The friendliest, high quality science and math community on the planet! Everyone who loves science is here!

Simple category theory isomorphism

  1. May 8, 2009 #1
    Hey all,

    Okay, let me give this a wack. I want to show that [itex]A \times 1[/itex] is isomorphic to [itex]A[/itex]. I'm aware that this is trivial, even for a category theory style. However, sticking to the defs and conventions is tricky if you aren't aware of the subtleties, which is why I'm posting this. So here goes:

    Consider objects [itex]A[/itex] and [itex]A \times 1[/itex]. From the object [itex]A \times 1[/itex] we have the arrows [itex]\pi_1 : A \times 1 \to 1[/itex] and [itex]\pi_A : A \times 1 \to A[/itex]. Now we will also consider [itex]A[/itex] as a product in the following way: let [itex]\rho_1 : A \to 1[/itex] be the projection from A to 1, since this will always exists. Also, let [itex]\rho_{A \times 1} : A \to A \times 1[/itex] be the "projection" (really just a 'Cartesian inclusion'?) from A to [itex]A \times 1[/itex]

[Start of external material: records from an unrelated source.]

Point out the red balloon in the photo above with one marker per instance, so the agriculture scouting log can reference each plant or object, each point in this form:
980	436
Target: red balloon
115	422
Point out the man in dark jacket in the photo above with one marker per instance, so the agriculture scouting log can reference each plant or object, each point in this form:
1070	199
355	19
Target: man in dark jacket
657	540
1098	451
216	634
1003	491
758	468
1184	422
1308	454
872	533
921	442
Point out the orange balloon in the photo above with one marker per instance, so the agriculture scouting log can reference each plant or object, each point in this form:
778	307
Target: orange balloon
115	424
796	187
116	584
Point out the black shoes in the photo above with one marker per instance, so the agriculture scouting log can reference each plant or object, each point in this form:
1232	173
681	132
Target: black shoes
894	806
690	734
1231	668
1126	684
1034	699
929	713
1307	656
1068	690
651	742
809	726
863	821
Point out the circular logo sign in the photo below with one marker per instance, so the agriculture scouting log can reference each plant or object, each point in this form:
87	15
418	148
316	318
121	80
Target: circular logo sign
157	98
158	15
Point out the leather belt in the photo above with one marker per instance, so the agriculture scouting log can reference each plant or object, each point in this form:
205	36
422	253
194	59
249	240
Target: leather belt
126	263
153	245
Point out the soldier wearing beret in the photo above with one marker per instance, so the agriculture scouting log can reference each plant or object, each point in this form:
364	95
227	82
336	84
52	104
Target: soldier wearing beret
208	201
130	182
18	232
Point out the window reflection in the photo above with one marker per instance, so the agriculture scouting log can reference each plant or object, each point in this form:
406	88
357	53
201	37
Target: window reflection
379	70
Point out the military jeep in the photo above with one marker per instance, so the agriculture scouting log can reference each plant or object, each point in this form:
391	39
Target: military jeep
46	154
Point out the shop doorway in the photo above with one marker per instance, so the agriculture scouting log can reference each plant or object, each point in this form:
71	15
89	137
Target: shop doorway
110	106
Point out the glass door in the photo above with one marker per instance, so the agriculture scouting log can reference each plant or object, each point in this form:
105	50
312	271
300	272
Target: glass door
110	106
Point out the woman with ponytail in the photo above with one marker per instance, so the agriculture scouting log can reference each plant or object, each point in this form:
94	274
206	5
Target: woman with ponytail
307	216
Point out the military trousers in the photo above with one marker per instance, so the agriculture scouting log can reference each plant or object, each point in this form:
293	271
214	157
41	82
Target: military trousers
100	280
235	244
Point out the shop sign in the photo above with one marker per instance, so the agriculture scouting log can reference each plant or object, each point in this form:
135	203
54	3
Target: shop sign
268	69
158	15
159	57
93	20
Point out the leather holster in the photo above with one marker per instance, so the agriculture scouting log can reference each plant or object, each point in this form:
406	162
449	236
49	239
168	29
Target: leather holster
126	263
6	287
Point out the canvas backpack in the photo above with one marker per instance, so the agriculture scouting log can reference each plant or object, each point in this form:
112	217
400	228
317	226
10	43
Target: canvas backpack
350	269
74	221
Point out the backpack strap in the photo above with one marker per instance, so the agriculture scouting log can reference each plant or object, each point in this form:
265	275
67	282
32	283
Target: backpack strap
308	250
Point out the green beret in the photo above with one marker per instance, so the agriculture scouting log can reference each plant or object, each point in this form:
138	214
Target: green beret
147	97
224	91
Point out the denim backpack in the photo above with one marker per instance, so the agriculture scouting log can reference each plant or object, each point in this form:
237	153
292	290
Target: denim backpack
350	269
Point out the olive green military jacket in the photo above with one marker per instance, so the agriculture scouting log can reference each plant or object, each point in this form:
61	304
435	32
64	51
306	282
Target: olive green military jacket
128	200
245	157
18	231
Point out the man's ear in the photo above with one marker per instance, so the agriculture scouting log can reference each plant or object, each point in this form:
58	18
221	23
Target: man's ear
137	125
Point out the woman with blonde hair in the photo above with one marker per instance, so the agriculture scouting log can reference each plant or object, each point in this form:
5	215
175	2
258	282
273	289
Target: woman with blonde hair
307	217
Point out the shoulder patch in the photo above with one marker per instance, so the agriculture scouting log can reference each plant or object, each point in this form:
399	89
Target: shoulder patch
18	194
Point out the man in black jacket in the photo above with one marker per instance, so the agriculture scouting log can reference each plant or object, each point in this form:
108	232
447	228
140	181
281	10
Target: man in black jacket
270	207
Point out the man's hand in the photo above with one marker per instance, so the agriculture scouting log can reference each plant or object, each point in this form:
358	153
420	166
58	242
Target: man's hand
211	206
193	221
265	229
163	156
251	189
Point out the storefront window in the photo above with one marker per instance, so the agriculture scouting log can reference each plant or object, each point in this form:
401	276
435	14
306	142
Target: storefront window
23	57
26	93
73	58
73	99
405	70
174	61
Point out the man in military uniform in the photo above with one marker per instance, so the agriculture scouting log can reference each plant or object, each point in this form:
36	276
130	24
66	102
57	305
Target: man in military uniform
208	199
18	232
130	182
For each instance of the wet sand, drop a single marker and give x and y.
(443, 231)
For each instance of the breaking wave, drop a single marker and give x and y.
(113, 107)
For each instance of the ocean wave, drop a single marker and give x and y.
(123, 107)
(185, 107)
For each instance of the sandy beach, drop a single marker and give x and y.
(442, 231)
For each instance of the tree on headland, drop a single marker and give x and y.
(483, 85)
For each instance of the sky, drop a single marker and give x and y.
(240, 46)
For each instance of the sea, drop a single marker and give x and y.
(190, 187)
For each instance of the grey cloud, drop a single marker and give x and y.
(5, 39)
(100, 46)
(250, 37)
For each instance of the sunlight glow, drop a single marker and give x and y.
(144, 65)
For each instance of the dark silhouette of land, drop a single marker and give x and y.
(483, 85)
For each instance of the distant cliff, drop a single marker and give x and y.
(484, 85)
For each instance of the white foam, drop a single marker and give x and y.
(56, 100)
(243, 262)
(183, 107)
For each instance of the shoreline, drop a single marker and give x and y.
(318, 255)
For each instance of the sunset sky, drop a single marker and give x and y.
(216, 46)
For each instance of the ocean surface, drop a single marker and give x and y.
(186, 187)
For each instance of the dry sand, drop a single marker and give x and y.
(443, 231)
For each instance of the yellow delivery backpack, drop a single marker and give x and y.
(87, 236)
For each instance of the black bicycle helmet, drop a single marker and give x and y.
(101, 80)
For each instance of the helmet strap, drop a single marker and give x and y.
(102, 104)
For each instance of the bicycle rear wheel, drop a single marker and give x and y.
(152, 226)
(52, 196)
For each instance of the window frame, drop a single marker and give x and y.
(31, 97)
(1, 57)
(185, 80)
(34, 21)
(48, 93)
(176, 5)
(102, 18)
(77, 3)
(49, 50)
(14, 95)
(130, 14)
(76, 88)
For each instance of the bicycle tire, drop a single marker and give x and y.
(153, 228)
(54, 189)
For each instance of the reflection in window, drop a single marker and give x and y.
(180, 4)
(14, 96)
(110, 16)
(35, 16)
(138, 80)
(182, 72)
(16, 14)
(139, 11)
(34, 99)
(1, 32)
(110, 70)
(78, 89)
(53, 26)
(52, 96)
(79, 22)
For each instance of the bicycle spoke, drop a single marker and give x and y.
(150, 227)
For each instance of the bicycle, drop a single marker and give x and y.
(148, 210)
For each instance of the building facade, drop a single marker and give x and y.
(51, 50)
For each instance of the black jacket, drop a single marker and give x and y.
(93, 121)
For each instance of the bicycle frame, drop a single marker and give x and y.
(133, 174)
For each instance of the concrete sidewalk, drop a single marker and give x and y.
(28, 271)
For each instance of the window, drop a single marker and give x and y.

    To the expert: this last step I'm unsure about. It is obvious what it is from a set theory POV but from the category perspective it's not clear how the arrow might arise naturally (or legally).

    The rest of the proof is pretty straight forward: Since we have two products [itex]A[/itex] and [itex]A \times 1[/itex] we can compose [itex]\rho_{A \times 1} \circ \pi_A[/itex], which is a round trip on [itex]A \times 1[/itex], so it must be the identity. Similarly for [itex]\pi_A \circ \rho_{A \times 1}[/itex] must be the identity on A. And since these maps are unique and in opposite directions, they must be inverses, so we have a bijection between the two.

    - Farley
  2. jcsd
  3. May 9, 2009 #2

    matt grime

    User Avatar
    Science Advisor
    Homework Helper

    You need to explain your hypotheses. What does x mean? Direct product - well that means you're not talking about a generic category? And what is 1? A category does not have an object that one calls '1' in general. Are you assuming an abelian category? Serre category? Grothendieck cateory?
  4. May 9, 2009 #3
    Sorry about that.. I shouldn't have tried to post late at night.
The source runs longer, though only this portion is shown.